Peter Cunningham's latest novel Acts of Allegiance (2017) is an espionage thriller set at the start of the Troubles in Northern Ireland and includes characters based on real people such as politician Charlie Haughey.
Paris, May 1969. Irish diplomat Marty Ransom is summoned to meet Charles J. Haughey. The Irish Minister for Finance wants a go-between with the new IRA faction in the North: he knows a key player is Marty’s cousin Ignatius. He has no idea Marty is reporting to MI5 in Dublin. As the deadly endgame draws near, Marty must choose between the past and all he holds dear.

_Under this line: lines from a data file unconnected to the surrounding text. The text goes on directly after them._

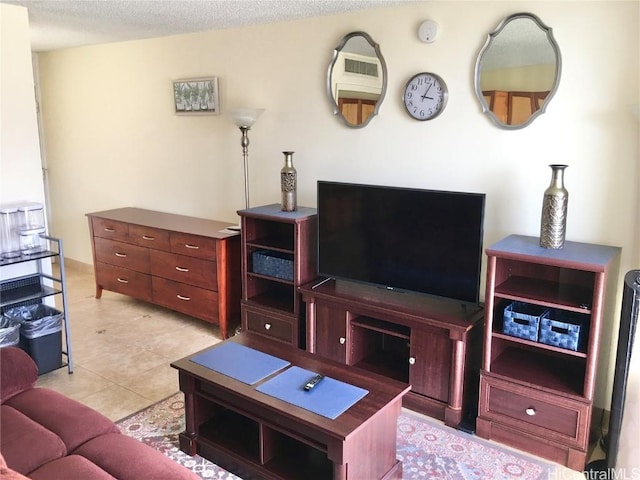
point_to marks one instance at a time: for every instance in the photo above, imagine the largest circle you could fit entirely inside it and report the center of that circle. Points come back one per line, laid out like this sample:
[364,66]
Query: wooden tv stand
[255,435]
[434,344]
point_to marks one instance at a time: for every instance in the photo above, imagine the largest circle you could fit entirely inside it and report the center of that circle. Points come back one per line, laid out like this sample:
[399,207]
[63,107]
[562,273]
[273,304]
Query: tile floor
[122,349]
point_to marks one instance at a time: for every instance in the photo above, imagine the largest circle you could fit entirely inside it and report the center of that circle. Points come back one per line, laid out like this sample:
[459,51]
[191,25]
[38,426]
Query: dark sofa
[47,436]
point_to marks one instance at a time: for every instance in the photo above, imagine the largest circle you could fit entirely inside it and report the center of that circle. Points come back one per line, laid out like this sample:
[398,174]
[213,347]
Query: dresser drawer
[194,301]
[110,229]
[545,414]
[122,255]
[193,245]
[267,324]
[122,280]
[149,237]
[184,269]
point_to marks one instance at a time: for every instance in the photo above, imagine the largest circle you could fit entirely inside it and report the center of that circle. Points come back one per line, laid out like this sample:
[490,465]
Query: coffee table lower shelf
[257,436]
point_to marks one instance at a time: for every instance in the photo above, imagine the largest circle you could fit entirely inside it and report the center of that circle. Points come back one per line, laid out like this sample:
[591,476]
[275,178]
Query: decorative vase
[288,183]
[553,224]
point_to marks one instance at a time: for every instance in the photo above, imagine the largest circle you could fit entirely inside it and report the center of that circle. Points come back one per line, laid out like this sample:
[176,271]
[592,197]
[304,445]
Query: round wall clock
[425,96]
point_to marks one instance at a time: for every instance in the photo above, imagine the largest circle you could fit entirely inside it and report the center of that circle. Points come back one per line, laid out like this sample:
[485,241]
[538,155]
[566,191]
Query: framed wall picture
[196,96]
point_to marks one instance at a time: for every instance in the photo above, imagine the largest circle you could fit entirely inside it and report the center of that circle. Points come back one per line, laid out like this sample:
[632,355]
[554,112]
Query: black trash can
[40,334]
[9,332]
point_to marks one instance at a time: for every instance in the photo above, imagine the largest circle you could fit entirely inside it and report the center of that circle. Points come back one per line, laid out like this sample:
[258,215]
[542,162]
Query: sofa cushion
[25,444]
[72,421]
[8,474]
[18,372]
[72,467]
[128,459]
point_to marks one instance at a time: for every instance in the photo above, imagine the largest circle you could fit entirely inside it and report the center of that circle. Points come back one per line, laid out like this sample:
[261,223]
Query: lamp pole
[244,142]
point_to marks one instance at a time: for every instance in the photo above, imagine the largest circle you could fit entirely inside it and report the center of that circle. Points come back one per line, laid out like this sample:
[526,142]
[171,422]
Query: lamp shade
[245,117]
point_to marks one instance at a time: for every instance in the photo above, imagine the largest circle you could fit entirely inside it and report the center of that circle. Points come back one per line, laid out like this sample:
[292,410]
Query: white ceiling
[59,24]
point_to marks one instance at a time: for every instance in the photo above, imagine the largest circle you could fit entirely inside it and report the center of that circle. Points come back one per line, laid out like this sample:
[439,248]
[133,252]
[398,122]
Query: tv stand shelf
[430,342]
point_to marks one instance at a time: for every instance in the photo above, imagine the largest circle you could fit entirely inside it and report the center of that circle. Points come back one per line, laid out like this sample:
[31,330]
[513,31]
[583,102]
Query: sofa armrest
[18,372]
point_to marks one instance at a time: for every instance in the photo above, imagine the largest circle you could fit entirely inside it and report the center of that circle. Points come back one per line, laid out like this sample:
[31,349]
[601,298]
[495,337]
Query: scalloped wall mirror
[517,71]
[357,79]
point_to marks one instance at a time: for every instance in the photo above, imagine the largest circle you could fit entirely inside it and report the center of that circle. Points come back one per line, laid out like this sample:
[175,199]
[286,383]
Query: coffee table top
[382,391]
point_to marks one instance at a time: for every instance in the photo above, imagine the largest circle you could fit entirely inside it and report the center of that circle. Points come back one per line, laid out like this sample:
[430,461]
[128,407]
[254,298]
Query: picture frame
[196,96]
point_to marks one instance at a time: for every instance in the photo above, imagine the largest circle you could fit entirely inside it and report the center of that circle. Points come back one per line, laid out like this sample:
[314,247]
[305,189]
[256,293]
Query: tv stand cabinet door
[331,332]
[430,363]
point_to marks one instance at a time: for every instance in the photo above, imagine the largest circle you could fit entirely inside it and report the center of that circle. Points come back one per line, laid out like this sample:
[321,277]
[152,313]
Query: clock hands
[425,93]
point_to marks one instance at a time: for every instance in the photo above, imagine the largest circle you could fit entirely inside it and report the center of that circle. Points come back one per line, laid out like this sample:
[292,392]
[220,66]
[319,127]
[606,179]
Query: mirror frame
[336,52]
[552,90]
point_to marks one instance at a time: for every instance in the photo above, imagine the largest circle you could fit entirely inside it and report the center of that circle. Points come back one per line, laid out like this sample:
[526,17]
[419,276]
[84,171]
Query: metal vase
[553,224]
[288,184]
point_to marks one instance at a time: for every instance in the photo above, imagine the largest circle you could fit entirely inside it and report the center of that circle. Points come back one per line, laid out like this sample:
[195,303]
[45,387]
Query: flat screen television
[406,239]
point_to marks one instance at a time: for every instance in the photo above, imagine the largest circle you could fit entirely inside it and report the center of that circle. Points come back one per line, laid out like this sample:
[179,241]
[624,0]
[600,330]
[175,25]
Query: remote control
[313,382]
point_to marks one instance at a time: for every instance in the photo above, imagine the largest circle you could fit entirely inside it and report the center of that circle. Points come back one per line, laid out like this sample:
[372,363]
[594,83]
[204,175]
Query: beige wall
[113,140]
[21,178]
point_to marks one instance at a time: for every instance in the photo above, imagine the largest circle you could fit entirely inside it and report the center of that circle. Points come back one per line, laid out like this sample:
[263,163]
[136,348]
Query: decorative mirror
[357,79]
[517,71]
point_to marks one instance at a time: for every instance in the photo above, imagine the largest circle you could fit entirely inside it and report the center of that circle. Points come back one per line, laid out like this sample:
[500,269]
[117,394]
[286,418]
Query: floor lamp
[244,118]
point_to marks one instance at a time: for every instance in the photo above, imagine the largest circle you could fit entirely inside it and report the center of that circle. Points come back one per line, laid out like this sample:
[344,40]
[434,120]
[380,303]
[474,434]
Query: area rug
[428,450]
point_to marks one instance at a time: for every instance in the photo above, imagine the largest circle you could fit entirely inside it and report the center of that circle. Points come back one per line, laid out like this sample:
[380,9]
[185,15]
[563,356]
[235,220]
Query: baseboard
[76,265]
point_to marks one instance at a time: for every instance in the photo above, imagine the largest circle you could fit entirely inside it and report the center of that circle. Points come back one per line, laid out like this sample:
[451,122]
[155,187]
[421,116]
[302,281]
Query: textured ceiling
[59,24]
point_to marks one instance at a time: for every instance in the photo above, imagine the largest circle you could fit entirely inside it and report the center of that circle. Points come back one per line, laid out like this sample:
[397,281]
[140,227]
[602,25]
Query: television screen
[424,241]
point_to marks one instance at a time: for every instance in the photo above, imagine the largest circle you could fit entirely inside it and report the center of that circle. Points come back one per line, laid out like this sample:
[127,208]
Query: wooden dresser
[183,263]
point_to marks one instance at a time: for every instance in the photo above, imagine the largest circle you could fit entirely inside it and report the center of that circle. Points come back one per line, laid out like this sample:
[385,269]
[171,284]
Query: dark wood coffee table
[255,435]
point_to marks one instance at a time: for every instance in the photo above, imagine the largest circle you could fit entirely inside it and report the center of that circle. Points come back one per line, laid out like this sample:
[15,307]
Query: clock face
[425,96]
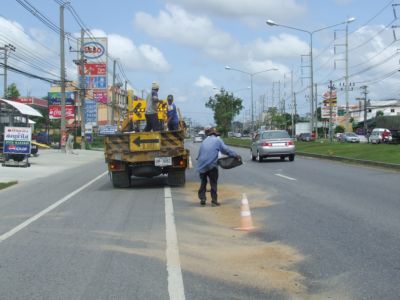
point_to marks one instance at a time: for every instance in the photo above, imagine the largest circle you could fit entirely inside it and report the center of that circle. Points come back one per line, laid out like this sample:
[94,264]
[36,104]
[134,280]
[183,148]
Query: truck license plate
[163,161]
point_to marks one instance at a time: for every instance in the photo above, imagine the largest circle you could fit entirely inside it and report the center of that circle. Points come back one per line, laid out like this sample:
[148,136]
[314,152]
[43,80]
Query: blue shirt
[208,153]
[172,114]
[152,102]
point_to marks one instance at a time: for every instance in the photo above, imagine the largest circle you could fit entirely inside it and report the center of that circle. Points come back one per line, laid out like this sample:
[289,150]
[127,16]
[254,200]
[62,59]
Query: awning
[23,108]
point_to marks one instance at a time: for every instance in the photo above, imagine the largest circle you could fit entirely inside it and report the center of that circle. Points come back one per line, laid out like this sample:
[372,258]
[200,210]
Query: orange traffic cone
[246,223]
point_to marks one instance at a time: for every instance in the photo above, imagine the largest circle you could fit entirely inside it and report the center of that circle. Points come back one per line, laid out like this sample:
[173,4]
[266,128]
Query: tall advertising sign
[95,69]
[17,140]
[55,105]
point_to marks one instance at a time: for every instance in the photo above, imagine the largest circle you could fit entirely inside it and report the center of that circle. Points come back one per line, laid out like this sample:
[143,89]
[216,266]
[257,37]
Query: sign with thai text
[17,140]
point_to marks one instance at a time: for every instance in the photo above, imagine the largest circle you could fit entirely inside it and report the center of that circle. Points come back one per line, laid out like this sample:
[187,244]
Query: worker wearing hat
[152,101]
[173,120]
[207,164]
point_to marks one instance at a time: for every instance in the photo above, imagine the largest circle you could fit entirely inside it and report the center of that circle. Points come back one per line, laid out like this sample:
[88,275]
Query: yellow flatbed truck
[145,154]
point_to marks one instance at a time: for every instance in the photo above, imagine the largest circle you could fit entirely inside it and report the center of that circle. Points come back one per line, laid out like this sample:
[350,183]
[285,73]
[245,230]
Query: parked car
[349,137]
[362,138]
[272,143]
[380,135]
[305,137]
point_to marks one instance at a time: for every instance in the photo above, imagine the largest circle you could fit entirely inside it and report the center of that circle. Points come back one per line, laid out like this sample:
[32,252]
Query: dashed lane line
[175,282]
[286,177]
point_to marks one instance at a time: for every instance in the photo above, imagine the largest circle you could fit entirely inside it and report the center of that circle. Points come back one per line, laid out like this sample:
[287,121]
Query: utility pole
[113,94]
[331,88]
[365,93]
[316,111]
[6,48]
[62,82]
[292,96]
[82,89]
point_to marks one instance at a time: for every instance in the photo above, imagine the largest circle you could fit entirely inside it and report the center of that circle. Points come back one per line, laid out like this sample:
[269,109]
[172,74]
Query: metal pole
[316,111]
[292,96]
[5,71]
[252,112]
[364,87]
[311,84]
[330,111]
[113,94]
[82,89]
[346,88]
[62,83]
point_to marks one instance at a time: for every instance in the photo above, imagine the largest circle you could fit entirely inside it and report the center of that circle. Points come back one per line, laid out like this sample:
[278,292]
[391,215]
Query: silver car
[272,143]
[349,137]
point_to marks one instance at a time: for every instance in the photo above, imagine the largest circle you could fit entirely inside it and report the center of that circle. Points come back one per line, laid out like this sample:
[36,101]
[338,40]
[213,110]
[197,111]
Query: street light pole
[272,23]
[251,88]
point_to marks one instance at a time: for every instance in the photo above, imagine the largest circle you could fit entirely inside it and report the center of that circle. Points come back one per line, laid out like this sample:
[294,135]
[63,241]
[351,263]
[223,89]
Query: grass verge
[4,185]
[387,153]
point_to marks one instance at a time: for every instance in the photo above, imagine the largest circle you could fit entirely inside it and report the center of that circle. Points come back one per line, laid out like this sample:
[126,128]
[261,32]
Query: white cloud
[175,24]
[203,81]
[142,57]
[282,46]
[282,10]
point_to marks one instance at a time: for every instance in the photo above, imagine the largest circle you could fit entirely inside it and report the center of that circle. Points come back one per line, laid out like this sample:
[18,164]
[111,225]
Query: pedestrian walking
[207,164]
[172,120]
[69,144]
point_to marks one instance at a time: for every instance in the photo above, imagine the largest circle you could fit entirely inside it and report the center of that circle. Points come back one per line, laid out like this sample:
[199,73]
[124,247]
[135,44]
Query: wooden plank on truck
[145,141]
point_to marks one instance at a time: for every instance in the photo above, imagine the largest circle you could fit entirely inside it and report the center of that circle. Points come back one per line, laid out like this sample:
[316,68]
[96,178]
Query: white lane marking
[21,226]
[175,281]
[286,177]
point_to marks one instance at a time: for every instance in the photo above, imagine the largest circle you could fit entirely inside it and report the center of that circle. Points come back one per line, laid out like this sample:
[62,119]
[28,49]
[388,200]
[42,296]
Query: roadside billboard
[95,70]
[55,105]
[17,140]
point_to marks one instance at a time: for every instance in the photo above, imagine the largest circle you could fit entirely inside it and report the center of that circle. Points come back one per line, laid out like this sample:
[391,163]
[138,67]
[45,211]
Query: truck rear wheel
[176,178]
[121,179]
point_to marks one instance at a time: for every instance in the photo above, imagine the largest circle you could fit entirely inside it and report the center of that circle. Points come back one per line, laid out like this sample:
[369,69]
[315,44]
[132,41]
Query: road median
[384,156]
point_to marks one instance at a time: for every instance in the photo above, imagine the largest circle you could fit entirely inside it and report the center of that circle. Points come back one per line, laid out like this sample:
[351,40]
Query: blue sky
[185,45]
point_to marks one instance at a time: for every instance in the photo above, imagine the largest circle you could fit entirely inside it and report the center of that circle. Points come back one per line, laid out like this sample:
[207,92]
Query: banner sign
[100,96]
[17,140]
[108,129]
[95,70]
[90,112]
[96,82]
[325,112]
[55,112]
[55,98]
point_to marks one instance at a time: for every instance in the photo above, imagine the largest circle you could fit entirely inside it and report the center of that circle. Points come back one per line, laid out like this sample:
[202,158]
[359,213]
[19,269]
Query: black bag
[229,162]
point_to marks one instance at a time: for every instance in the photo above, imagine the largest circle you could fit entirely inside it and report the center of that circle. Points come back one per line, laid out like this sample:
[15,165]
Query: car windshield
[275,135]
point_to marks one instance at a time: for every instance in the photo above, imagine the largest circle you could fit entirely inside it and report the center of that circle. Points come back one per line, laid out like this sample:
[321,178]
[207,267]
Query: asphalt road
[324,230]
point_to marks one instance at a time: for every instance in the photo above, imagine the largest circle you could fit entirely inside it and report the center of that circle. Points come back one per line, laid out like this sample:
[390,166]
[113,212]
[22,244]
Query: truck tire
[176,178]
[121,179]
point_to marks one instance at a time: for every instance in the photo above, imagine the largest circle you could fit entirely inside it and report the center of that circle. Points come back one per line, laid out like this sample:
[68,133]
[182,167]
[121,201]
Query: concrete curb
[353,160]
[390,166]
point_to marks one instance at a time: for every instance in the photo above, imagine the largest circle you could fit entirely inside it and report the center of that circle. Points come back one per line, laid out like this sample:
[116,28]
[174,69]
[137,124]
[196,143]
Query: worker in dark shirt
[173,120]
[207,164]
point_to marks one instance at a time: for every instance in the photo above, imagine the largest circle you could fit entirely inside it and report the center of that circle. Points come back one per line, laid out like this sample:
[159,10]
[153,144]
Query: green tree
[12,92]
[225,107]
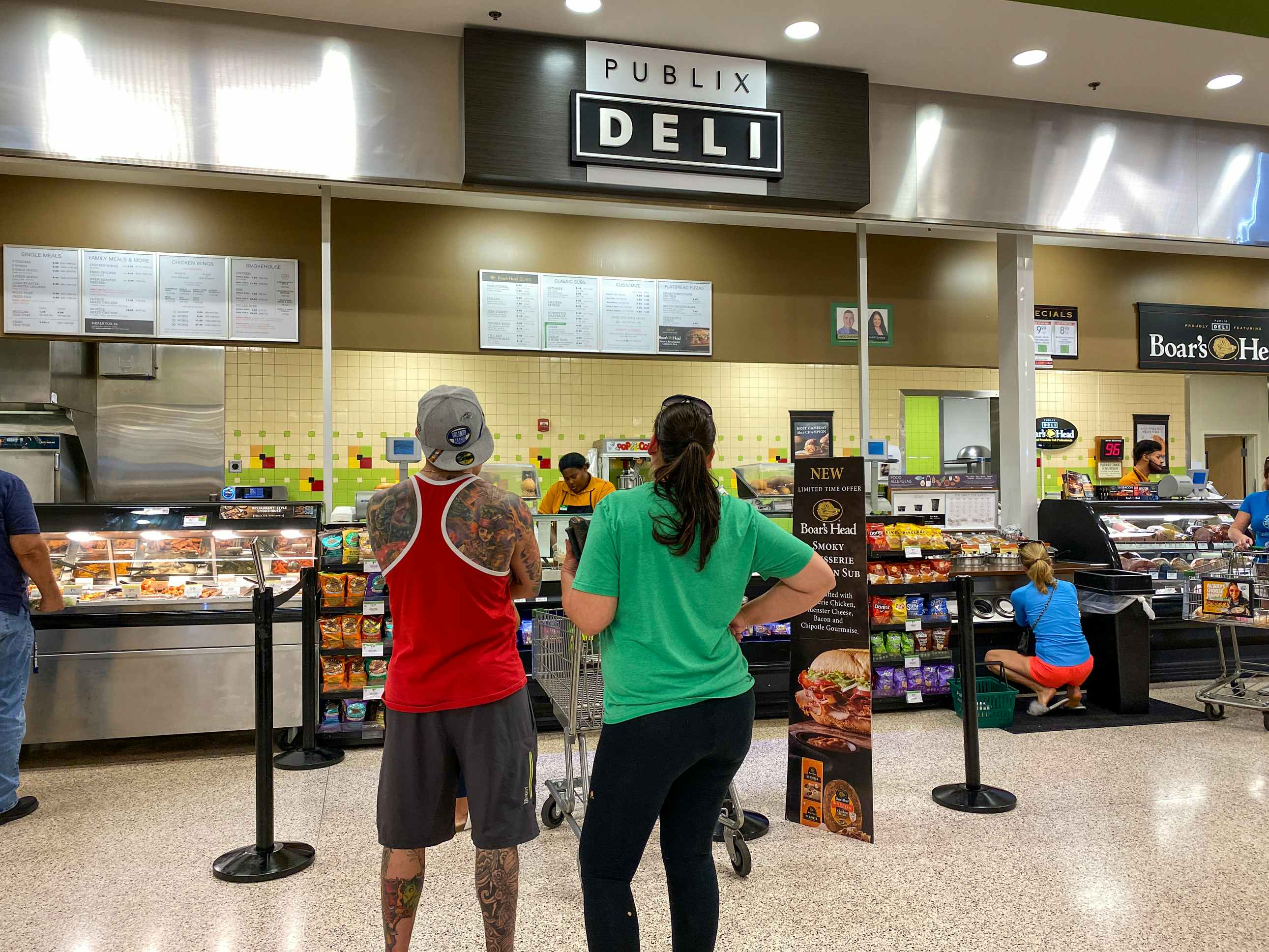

John Banville has described Acts of Allegiance as "a wonderful brew of a book about politics, family, violence, love, betrayal – life, in other words".
About the author
Peter Cunningham comes from Waterford. He was educated at Glenstal Abbey School and University College Dublin. He worked as an accountant and a commodities trader until 1986, when his first novel, Noble Lord, was published under the pseudonym Peter Lauder.
Following the death in 1990 of his eldest son, also Peter, he began to write the "Monument" series of contemporary novels based on life in Waterford.
Consequences of the Heart (1998) was shortlisted for the Listowel Writers Prize; The Sea and the Silence (2007) won the Prix de l’Europe. The Taoiseach (2003) was a best seller set in the world of Irish politics, and Capital Sins (2010) was a satire set in the economic meltdown.
Sister Caravaggio (2014), conceived with the late Maeve Binchy, and written as a collaborative novel with four other well-known Irish writers, was also a best seller.